Board pearl: New hypertension months after renal trauma = Page kidney or renovascular HTN — refer for renal vascular imaging.

— Unstable or unconscious patient → emergency exception (implied consent) — life-saving procedures proceed without explicit consent
— Document the emergency, attempts to reach surrogate, and clinical necessity
— Once stable and competent, obtain consent for non-emergent interventions
— Adult with capacity may refuse blood products even if life-threatening; document discussion, explore alternatives (cell saver, TXA, factor concentrates, hypotensive resuscitation, oxygen carriers where available)
— Minors: court order can override parental refusal for life-saving transfusion
— Intimate partner violence (IPV): screen all trauma patients; reporting requirements vary by state — know yours
— Child abuse / elder abuse: mandatory reporting in all 50 states when suspected (e.g., inconsistent history, patterned bruising, retinal hemorrhages in shaken infant, delayed presentation)
— Penetrating violence / GSW / stab wounds: mandated police notification in most states
— MVCs with intoxication: varies by state
— Handoff from ED → ICU → floor → outpatient is high-risk for missed injuries
— Use structured handoff (e.g., I-PASS) including pending studies, anticoagulation timing, follow-up imaging needs
— Tertiary survey within 24 h to catch missed injuries
— Intoxicated or head-injured patients usually lack capacity to refuse care — document, observe, reassess
— Photograph patterned injuries (with consent or per protocol) for forensic chain of custody
— Preserve clothing/evidence in suspected assault
— Trauma center designation affects reimbursement and outcomes; verify EMTALA-compliant transfers
— Disparities: under-triage of women, elderly, and minorities is documented — apply objective criteria
Step 3 management: Suspected non-accidental trauma in a 6-month-old with intra-abdominal injury → admit, full skeletal survey, ophthalmology for retinal exam, mandatory CPS report, and document inconsistencies in history without confrontation.
Board pearl: Failure to complete a tertiary survey is a leading cause of missed injuries — make it a checklist item, not an afterthought.
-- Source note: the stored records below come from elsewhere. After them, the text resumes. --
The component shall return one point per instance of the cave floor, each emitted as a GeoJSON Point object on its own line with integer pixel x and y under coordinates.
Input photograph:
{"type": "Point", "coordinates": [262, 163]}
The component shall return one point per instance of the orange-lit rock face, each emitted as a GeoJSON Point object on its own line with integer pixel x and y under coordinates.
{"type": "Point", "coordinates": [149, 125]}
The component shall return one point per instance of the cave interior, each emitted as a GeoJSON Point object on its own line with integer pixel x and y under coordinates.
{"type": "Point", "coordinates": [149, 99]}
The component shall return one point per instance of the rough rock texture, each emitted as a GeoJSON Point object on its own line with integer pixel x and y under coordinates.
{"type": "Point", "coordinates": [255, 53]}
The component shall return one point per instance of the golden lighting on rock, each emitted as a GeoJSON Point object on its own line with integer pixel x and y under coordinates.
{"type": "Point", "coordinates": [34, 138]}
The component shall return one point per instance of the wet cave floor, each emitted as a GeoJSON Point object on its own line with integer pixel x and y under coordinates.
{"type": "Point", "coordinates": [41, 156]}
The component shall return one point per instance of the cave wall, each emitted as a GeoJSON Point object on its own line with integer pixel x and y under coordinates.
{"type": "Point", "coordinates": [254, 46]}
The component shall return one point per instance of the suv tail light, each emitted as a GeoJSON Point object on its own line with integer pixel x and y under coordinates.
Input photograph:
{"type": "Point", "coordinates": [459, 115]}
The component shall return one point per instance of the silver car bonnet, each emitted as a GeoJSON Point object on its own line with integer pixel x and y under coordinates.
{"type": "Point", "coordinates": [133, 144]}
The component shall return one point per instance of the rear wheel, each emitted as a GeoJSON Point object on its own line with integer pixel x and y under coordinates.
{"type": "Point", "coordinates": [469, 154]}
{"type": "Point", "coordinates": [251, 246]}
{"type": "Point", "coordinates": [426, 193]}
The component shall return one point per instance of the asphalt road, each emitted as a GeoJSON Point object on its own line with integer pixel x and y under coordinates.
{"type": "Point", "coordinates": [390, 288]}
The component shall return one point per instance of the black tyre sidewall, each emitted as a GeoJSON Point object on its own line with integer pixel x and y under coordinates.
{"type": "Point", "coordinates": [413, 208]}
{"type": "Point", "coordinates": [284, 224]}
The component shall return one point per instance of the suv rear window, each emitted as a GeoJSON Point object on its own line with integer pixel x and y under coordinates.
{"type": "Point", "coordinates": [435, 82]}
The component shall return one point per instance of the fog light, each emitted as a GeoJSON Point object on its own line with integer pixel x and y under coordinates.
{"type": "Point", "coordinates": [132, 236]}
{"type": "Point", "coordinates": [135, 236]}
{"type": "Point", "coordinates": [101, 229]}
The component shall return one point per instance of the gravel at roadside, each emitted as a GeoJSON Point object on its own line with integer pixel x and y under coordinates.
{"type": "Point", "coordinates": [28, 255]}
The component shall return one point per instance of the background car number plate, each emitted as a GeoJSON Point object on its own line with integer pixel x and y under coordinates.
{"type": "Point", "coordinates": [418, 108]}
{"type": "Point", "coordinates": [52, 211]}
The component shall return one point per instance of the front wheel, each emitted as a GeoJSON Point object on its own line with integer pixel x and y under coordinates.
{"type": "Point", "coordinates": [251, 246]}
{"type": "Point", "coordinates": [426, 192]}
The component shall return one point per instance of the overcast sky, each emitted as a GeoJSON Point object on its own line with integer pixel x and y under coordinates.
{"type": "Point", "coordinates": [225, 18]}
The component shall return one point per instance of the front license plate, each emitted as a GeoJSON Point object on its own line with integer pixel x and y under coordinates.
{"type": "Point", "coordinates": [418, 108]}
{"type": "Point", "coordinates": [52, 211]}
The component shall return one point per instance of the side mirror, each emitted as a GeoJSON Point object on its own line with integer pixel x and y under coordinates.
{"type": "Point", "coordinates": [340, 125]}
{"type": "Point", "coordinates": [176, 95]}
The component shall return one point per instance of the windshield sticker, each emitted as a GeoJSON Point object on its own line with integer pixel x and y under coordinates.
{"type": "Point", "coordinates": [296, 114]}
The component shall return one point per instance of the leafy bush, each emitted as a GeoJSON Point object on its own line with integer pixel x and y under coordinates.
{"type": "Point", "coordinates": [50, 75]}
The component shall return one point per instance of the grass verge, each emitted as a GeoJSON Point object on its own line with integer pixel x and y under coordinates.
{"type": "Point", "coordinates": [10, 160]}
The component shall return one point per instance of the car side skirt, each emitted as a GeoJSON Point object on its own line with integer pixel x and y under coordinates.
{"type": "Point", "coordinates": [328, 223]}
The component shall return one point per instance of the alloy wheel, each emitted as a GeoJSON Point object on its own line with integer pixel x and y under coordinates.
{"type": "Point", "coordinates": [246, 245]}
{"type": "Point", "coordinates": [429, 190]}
Board pearl: Memorize the FAST decision tree — it appears on Step 3 in CCS and MCQ form repeatedly.

Step 3 management: When the stem gives HR/BP, FAST result, and mechanism, your first move is hemodynamics-driven — instability never goes to CT.
Board pearl: When a stem mentions AAA, ectopic, or sickle cell with a fall, the "trauma" is the distractor — treat the medical mimic.
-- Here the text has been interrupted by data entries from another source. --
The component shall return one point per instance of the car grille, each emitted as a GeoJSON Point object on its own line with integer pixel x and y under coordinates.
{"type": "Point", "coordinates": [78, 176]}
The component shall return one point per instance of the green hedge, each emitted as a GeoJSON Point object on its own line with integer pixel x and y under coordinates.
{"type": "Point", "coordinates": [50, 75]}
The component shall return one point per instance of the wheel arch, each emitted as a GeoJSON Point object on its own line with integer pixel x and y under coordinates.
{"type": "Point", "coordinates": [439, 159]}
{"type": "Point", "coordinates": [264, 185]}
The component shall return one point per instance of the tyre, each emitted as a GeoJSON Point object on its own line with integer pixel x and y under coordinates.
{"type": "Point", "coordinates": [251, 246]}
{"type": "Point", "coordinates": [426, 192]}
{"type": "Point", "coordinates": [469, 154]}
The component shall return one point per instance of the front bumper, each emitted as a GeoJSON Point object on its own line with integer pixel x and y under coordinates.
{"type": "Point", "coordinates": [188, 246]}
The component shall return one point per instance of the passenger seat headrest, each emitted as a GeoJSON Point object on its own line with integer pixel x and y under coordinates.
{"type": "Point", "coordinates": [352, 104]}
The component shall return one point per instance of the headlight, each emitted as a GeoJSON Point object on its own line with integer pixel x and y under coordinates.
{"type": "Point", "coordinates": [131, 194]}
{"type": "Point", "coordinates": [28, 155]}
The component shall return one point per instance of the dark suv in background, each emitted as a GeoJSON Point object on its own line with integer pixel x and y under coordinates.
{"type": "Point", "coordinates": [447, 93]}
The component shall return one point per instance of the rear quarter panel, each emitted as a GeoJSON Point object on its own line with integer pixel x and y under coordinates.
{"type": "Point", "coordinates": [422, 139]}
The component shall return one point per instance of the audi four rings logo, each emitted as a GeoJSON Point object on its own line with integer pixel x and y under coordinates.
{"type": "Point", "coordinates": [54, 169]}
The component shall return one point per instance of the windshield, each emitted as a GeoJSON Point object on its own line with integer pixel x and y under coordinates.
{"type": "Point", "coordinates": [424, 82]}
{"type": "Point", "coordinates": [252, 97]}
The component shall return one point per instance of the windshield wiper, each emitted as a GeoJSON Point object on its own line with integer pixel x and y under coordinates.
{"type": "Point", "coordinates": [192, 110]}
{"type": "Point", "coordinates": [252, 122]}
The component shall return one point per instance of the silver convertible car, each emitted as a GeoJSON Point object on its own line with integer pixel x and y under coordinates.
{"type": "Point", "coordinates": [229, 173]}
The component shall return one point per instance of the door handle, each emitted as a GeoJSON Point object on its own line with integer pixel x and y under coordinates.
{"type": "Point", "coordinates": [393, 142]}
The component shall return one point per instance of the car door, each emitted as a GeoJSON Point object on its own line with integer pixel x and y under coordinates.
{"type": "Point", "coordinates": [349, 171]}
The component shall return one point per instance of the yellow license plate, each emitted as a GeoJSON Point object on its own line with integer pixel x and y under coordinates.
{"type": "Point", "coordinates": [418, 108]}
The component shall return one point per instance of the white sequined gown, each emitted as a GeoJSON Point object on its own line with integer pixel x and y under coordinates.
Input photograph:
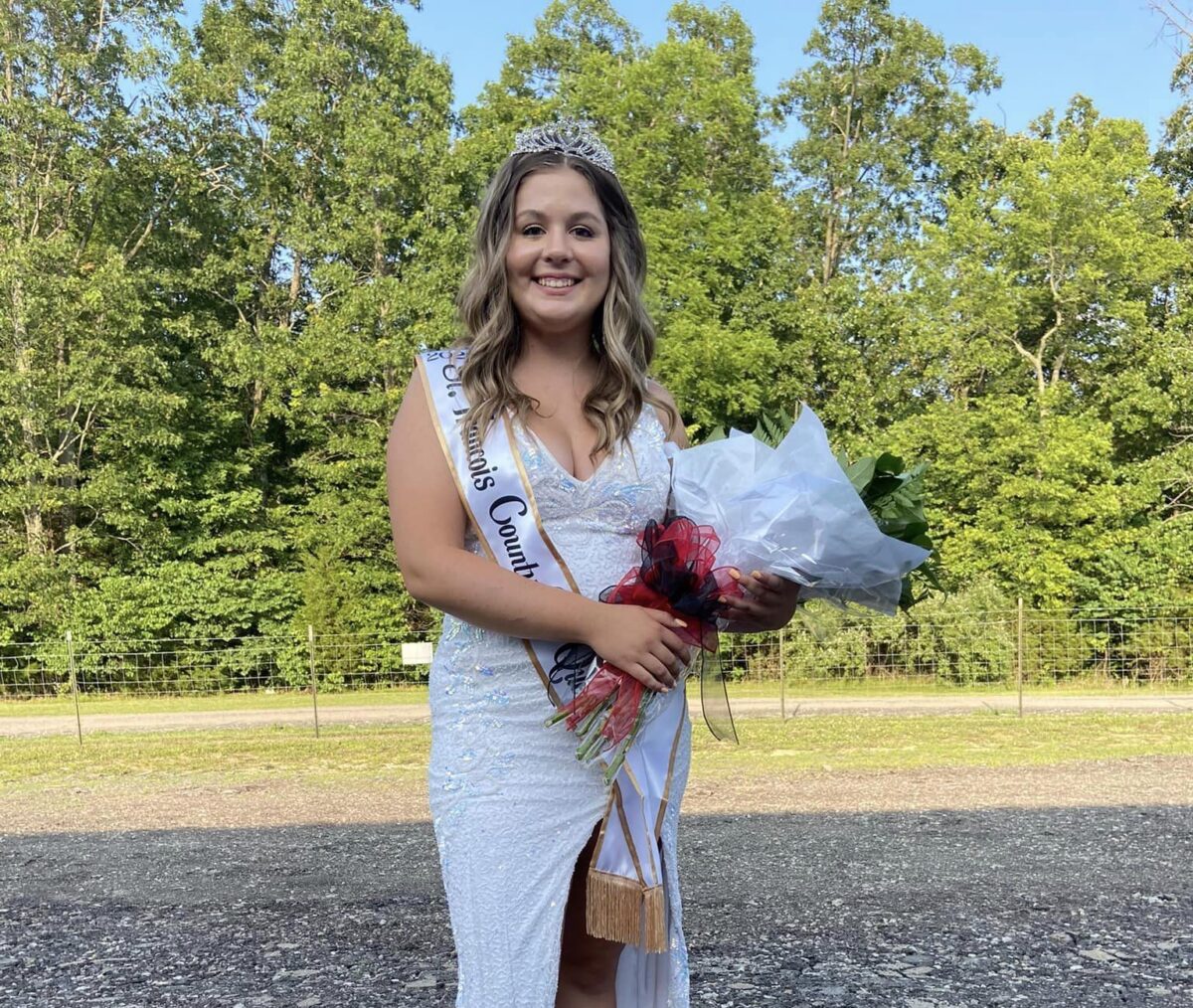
{"type": "Point", "coordinates": [512, 805]}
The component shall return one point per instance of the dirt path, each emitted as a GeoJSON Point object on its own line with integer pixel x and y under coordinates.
{"type": "Point", "coordinates": [204, 803]}
{"type": "Point", "coordinates": [1027, 888]}
{"type": "Point", "coordinates": [398, 714]}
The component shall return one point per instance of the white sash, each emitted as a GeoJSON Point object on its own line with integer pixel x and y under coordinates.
{"type": "Point", "coordinates": [625, 883]}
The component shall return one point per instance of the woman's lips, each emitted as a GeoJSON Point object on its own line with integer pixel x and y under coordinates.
{"type": "Point", "coordinates": [556, 287]}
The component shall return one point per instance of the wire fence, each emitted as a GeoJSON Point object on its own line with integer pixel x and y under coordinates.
{"type": "Point", "coordinates": [823, 648]}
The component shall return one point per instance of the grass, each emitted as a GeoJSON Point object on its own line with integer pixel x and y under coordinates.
{"type": "Point", "coordinates": [126, 704]}
{"type": "Point", "coordinates": [768, 747]}
{"type": "Point", "coordinates": [257, 701]}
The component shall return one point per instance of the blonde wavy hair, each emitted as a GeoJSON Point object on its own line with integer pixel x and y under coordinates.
{"type": "Point", "coordinates": [623, 328]}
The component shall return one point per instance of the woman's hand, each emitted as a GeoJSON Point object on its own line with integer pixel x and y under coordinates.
{"type": "Point", "coordinates": [768, 603]}
{"type": "Point", "coordinates": [641, 642]}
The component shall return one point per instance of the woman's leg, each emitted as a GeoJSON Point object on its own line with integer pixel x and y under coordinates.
{"type": "Point", "coordinates": [588, 965]}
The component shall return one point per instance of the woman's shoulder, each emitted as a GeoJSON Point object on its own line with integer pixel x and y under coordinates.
{"type": "Point", "coordinates": [674, 430]}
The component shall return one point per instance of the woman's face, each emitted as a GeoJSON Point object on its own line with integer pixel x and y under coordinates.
{"type": "Point", "coordinates": [558, 262]}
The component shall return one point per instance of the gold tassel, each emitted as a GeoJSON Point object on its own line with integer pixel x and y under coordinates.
{"type": "Point", "coordinates": [654, 907]}
{"type": "Point", "coordinates": [617, 908]}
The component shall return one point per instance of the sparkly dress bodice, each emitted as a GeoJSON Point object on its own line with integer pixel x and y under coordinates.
{"type": "Point", "coordinates": [512, 805]}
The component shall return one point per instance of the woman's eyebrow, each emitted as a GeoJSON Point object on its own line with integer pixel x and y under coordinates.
{"type": "Point", "coordinates": [580, 215]}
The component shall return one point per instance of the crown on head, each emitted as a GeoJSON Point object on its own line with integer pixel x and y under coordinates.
{"type": "Point", "coordinates": [573, 137]}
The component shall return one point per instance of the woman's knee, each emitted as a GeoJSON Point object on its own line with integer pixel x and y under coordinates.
{"type": "Point", "coordinates": [591, 975]}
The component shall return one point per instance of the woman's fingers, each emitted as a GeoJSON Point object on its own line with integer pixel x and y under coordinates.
{"type": "Point", "coordinates": [660, 673]}
{"type": "Point", "coordinates": [677, 647]}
In blunt abdominal trauma, hemodynamic stability plus FAST findings drive the algorithm: unstable + positive FAST goes immediately to laparotomy, stable patients with any concerning mechanism or exam get CT abdomen/pelvis with IV contrast, and damage-control resuscitation with 1:1:1 blood products, TXA within 3 hours, and trauma surgery consultation underlies all aggressive cases.
Board pearl: When in doubt on a Step 3 BAT vignette, the correct answer almost always aligns with the ATLS hemodynamics-first principle and the FAST decision tree — chase mechanism + vitals + FAST, in that order, and the management writes itself.